Abdoul Azizou Garba : Nous allons bientôt publier le premier bulletin du CAREG intitulé « Afrique, des affaires militaires » car c’est l’actualité du moment. Ce bulletin vise à présenter une autre facette des armées africaines, pas celles du putschisme pathologique, observé ces dernières années au Sahel. Le milieu militaire est très méconnu du public africain et au-delà. Chaque fois que les médias parlent des armées, c’est à l’occasion des coups d’Etat ou des guerres civiles avec tout ce qu’ils traînent comme atrocités. Pourtant, il existe des armées africaines républicaines, modernes et professionnelles qui n’ont rien à envier aux armées de l’occident. L’armée sénégalaise est un exemple cité en Afrique de l’Ouest. Les armées nigérianes, ghanéennes, béninoises et ivoiriennes s’inscrivent de plus en plus dans une logique républicaine et professionnelle, elles se modernisent. Tout cela mérite une certaine valorisation du point de vue scientifique. Pourquoi ça marche ailleurs et non chez nous ?
L’Autre Républicain : Et si vous deviez répondre à cette question ?
Abdoul Azizou Garba : Il faut des éléments d’analyse pour répondre à une telle question. Mais, à priori le constat est que ce sont les pays les plus pauvres qui font face encore à des coups d’État militaires. Est-ce qu’il y a un lien de causalité entre la pauvreté et le coup d’État ? C’est aussi une question de recherche qui peut mener à plusieurs hypothèses. L’accès aux ressources de l’Etat dans un contexte de pauvreté peut bien motiver des militaires à passer à l’acte. Je me souviens, la première décision de la junte c’était d’intimer à tous les responsables de l’ancien régime de retourner tous les véhicules de l’Etat dans les meilleurs délais. Au Niger, les gens ont une conception du pouvoir comme un attribut quasi divin et source de privilèges et d’arbitraires. Les populations restent passives aux agissements des chefs parce que leur imaginaire du pouvoir est en quelque sorte « plafonné ». Il faut remonter loin dans l’histoire pour le comprendre. Autrement dit, les Nigériens n’ont pas beaucoup d’autres références et histoires du pouvoir que celles qu’ils vivent depuis les années 1960. C’est un obstacle important qui n’est certes pas infranchissable, bien sûr, mais qui pèse sur la capacité du peuple nigérien à « imaginer » (s’inventer) un autre genre de pouvoir, moins brutal, moins arbitraire, davantage au service du peuple, moins vissé dans la peur. Ce sont des réflexions qu’il faudra mener à mon avis.

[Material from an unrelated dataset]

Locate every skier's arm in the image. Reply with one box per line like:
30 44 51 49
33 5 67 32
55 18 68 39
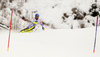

L’Autre Républicain : Où se trouve le siège du CAREG ?
Le siège provisoire se trouve à Bruxelles, mais nous comptons l’implémenter en Afrique du Sud avec des représentations dans certains pays africains. Nous sommes dans une démarche ambitieuse et volontariste qui demande beaucoup d’énergie, de ressources engagées et de moyens importants. La bonne nouvelle est que la technologie facilite beaucoup la vie car beaucoup de choses peuvent se réaliser avec peu de moyens. Pour le moment, nous sommes sur la conception du plan d’action stratégique, les projets prioritaires et le plan annuel de travail. Nous sommes déjà une vingtaine de chercheurs et d’intellectuels africains et non africains, motivés et engagés pour hisser le CAREG comme un Think Tank de référence dans les années à venir. Pour le moment, il s’agit surtout d’envisager des pistes pour l’avenir de nos pays.